Parallel processing#

In most passmethods, particles are independent. So multi-particle tracking is well adapted for parallel processing. But a few elements, like impedance elements, need the knowledge of the whole particle distribution. These are subclasses of the Collective class. Depending on the multiprocessing option chosen, they must be excluded from parallel tracking or be protected by a fence.

PyAT has several options for parallel computing. Though nothing wrong should happen when simultaneously activating several options, it is usually advised not to do so.

Python multiprocessing package#

Some PyAT functions are based on the standard Python multiprocessing package.

  • Always available, on all platforms, with the default installation,

  • Must be explicitly called, either by calling patpass() instead of lattice_pass() for tracking, or by specifying a use_mp boolean keyword argument in some functions (see get_acceptance() for example).

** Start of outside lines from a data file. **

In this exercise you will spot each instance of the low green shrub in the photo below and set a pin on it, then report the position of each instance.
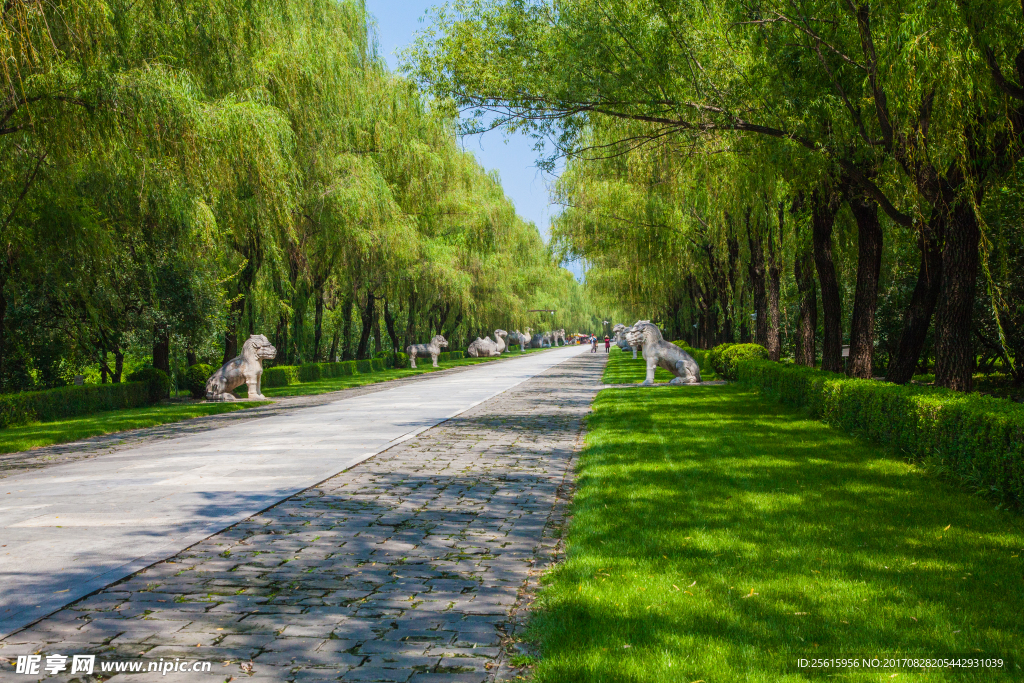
(157, 380)
(979, 439)
(715, 356)
(280, 376)
(19, 409)
(735, 353)
(196, 378)
(697, 354)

  • Collective element classes are not allowed.

OpenMP#

PyAT C integrators can be compiled with OpenMP. Parallelism is activated inside each integrator, when possible.

  • Available on all platforms with a special installation procedure,

  • Fully transparent once installed: OpenMP is automatically activated when tracking more than OMP_PARTICLE_THRESHOLD particles (10 by default). As a consequence, many internal PyAT functions (closed orbit, transfer matrices…) benefit from parallelism,

  • No restriction on element classes,

  • Uses shared-memory multiprocessing: small overhead, but limited to single-node multicore machines,

Installation#

OpenMP is integrated in most modern compilers and does not require any preliminary installation, except for macOS:

macOS preliminary OpenMP installation

While the clang compiler integrates OpenMP, libomp.dylib must be installed with your favorite package manager, Homebrew or MacPorts:

Use $ brew install libomp
or $ sudo port install libomp

From the PyPI repository, you must install from source (disable the binary distribution):

pip install --no-binary accelerator-toolbox --config-settings openmp=1 accelerator-toolbox

From a local clone: when switching from a standard install to an OpenMP one or vice-versa, remove the build directory to force a re-compilation:

cd <at>
rm -rf build
pip install --config-settings openmp=1 .

Configuration#

The minimum number of particles triggering parallelism can be configured at compile time either by setting a OMP_PARTICLE_THRESHOLD environment variable or by specifying the omp_particle_threshold configuration option:

OPENMP=1 OMP_PARTICLE_THRESHOLD=4 pip install . # or
pip install --config-settings openmp=1 --config-settings omp_particle_threshold=4 .

The number of threads is by default automatically selected by OpenMP. It can be forced to any value with the omp_num_threads keyword argument of lattice_pass()

MPI#

PyAT can be installed with MPI compatibility.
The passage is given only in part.